アチコチにばらまいた白い粉、荒い屑、ときどき亀裂。
目新しいビルでも安心できない。
ふらつきながらたどり着いた地上階から、思い切り外へ解き放たれると、
向かいのスーパーやマクドナルドからも、客も従業員も一緒くたとなって外に溢れていた。
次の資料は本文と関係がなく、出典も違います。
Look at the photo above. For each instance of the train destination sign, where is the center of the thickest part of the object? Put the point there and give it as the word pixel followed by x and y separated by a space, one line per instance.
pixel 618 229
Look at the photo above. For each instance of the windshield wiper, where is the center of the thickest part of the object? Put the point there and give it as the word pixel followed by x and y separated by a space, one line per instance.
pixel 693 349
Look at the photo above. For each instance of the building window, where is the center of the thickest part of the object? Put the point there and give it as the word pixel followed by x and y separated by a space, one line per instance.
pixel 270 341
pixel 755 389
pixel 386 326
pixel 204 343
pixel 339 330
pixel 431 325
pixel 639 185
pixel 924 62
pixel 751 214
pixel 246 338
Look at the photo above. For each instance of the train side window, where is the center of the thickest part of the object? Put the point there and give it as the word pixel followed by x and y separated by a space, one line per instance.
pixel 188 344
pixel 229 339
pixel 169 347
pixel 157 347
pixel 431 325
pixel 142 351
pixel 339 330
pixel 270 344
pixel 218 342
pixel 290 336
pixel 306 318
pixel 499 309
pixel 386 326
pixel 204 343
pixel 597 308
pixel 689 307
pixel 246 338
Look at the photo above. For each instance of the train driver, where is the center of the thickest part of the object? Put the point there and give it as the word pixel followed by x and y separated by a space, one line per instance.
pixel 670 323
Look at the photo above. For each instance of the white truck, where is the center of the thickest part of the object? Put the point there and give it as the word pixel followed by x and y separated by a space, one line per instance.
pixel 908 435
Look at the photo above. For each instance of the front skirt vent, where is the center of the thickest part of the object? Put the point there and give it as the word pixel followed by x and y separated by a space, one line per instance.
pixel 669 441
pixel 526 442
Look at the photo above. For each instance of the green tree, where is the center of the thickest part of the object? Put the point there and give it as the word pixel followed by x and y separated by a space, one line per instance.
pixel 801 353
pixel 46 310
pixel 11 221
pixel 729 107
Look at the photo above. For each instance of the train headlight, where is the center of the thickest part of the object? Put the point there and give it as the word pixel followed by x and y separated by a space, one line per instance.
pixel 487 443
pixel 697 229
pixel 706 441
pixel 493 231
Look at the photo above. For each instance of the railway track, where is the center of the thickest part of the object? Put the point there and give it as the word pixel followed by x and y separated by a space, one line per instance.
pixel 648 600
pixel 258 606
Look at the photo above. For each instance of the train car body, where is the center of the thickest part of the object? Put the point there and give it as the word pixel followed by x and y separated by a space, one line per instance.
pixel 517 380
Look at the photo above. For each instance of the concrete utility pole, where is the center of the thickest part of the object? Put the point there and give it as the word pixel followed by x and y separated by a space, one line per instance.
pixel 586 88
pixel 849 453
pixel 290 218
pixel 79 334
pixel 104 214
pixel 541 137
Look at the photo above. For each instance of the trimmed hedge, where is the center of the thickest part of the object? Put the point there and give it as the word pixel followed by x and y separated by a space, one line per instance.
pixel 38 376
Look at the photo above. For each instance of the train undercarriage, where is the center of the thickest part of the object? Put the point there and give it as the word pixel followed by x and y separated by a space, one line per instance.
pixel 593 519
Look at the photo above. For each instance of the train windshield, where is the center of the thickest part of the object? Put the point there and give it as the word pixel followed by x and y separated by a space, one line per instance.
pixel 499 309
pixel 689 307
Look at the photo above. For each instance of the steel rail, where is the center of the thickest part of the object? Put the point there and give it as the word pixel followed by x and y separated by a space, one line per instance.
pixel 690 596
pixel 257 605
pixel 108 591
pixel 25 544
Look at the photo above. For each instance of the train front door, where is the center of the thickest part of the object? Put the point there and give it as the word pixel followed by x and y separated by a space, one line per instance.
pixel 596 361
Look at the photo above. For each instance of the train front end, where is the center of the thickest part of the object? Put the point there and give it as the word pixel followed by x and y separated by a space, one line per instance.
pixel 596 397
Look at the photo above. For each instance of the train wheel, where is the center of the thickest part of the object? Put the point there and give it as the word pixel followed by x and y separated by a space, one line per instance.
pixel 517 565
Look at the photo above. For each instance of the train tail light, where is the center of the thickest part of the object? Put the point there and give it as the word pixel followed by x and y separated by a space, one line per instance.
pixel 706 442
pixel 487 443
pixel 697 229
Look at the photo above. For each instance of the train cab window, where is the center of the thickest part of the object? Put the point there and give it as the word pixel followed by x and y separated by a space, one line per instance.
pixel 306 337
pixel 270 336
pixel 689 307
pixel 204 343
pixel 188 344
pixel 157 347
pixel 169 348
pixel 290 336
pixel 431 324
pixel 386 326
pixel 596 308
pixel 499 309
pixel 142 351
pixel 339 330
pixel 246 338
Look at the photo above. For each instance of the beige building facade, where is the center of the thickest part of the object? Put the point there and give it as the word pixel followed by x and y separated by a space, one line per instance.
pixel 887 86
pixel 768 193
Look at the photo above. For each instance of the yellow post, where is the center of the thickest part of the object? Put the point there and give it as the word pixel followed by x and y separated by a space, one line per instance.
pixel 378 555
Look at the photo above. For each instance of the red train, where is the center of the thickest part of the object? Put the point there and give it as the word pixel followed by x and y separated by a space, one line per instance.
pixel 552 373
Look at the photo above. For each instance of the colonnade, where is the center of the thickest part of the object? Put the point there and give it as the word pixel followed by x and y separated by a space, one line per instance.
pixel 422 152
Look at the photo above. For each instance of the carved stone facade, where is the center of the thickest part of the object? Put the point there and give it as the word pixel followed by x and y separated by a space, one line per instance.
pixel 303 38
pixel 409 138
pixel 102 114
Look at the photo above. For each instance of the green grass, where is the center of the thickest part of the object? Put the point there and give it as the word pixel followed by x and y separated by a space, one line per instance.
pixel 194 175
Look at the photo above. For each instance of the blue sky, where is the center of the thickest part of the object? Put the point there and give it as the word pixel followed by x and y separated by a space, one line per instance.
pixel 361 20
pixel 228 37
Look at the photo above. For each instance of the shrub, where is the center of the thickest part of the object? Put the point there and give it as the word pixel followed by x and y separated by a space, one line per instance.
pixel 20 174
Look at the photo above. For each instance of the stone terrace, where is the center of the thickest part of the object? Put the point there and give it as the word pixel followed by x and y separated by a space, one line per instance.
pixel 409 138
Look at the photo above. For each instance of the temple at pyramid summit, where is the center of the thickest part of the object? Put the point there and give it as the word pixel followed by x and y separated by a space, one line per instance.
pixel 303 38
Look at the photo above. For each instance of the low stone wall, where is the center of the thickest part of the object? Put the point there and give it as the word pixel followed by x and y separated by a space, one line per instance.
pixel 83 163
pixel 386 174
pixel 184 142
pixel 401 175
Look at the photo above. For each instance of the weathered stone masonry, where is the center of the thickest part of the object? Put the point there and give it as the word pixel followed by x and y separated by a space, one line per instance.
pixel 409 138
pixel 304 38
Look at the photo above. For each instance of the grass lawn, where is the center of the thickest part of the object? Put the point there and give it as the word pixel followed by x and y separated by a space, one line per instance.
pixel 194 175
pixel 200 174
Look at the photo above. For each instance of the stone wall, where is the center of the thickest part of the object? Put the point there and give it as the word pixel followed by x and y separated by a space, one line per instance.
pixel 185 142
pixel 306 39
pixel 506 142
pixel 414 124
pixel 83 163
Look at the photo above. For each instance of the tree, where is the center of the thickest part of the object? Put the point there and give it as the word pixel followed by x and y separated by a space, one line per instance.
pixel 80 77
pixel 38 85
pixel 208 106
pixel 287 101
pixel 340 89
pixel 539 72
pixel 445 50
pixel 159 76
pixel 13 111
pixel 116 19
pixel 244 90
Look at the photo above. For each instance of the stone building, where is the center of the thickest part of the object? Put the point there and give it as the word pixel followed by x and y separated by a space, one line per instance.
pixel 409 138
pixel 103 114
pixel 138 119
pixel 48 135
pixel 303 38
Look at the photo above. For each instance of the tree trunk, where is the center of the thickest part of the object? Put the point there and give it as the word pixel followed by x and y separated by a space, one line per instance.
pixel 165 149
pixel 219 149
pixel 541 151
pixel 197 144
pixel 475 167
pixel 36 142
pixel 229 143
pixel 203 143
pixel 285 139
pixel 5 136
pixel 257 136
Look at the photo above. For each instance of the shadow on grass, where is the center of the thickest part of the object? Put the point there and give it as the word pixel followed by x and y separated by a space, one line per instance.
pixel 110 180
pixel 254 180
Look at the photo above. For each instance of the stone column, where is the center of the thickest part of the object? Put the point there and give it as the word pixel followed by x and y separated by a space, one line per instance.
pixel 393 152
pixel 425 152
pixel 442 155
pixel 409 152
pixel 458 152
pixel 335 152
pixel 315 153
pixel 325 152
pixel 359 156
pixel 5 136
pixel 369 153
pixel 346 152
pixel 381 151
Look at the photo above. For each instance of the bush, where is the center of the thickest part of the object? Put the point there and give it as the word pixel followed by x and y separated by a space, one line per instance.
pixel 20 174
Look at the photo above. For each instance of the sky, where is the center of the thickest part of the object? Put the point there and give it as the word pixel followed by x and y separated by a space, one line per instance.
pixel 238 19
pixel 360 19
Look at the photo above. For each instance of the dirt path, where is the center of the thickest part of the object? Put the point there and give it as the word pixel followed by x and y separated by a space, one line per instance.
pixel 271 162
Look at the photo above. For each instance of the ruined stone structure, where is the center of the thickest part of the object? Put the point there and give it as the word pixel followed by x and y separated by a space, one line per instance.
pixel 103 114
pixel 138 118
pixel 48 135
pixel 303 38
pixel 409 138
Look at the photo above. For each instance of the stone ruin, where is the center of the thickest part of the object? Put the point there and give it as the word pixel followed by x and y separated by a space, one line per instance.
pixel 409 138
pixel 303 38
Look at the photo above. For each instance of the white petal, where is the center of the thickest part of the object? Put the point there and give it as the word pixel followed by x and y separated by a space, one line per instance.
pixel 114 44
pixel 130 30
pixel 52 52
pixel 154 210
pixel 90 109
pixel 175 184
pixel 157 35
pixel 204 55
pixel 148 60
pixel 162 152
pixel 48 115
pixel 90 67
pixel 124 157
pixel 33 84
駅方面に歩くと漫画みたいにパーマ中の美容室の客が頭もそのままで
外へと避難している。
知り合い同士は声を掛け合い、電気屋の店頭テレビに人が群がっていた。
レンタカー屋で車を借りてはどうかともおもったが、
どうやら手配はしてないようだ。
携帯電話の電池残量が危険な状況で、ドコモショップを探したものの、
あたりには見当たらず、コンビニの簡易急速充電器もXperiaに限って
利用出来るものがなく、フラストレーションを抱えたまま
公衆電話から連絡をとってみる。
プーッと言う無機質な開始音とともに
公衆電話はどうにか繋がった。
10円玉が吸いこまれる。小銭の用意がないので簡潔に用件を伝えた。
歩いて行けるとこまでいく。
いつものことだけれど。じっと待ってんのは苦手。
アディダス履いてる、いける。遠くまでだって。
まずあのビルの最上階から遠くに見えてた手賀沼、これをを越す。
瓦の落ちた民家、避難所へと向かう親子連れ。
あちこちから断水を告げる広域放送が流れている。
避難する人達と反対方面へと一人漫然と進む。
昔一度は通ったことのある経路を思い起こし、
感覚的には実家の佐倉市までのルートを描けていた。
ただ日が暮れるにつれ、強気の感覚は夕闇に吸い込まれ、
不安だけが深まっていくのを感じていた。
なんとも誤算だったのは日暮頃になんとか辿り着いた北総線が、
完全に閉鎖されていたことだった。
完全に閉ざされたシャッターと、大急ぎで貼られた簡易なビラ。
人気のない駅が風でカタカタ不気味に揺れていた。心が怪物に食われて
空っぽになった気がした。
それでもなおさら遠くまで移動することが100%確定した中で、
踏みとどまる選択はなく、ただ歩き続けるしかなかった。
感覚的にここらで左と判っていても車どおりの多い通りから一本反れると
真っ暗闇の中で大きく迷うのではないか、その恐怖心に打ち勝てず、
結果随分と遠回りをしはじめていた。
その分たくさんの車にも抜かれ、携帯電話はとっくの昔に
電源が完全に落ちてしまっていた。
京成は動いてる。千葉に向かうこともできるだろう。
携帯もなく情報の入らない今、想像の世界でそれだけ願って歩いた。
けれどやはり、かなり体力を使い果たした状態で辿り着いた勝田台駅、
多くの人々がへたりこんでおり、駅員の説明を聞くまでもなく諦めるよりなかった。
残された目的地は実家への待避しかなかった。
15時から歩き、佐倉へとたどり着いたときには21時を過ぎていた。
そしてTVから何が起きたのか、今何が起きているのか。
情報が山のように押し寄せてきた。
自分の足で見てきたもの、テレビが流している世界、
この地震が引き起こしている影響の根深さに眩暈がした。
TV、インターネット、日付をまたいでもとにかく情報を整理し続けた。
朝をどう迎えるだろう。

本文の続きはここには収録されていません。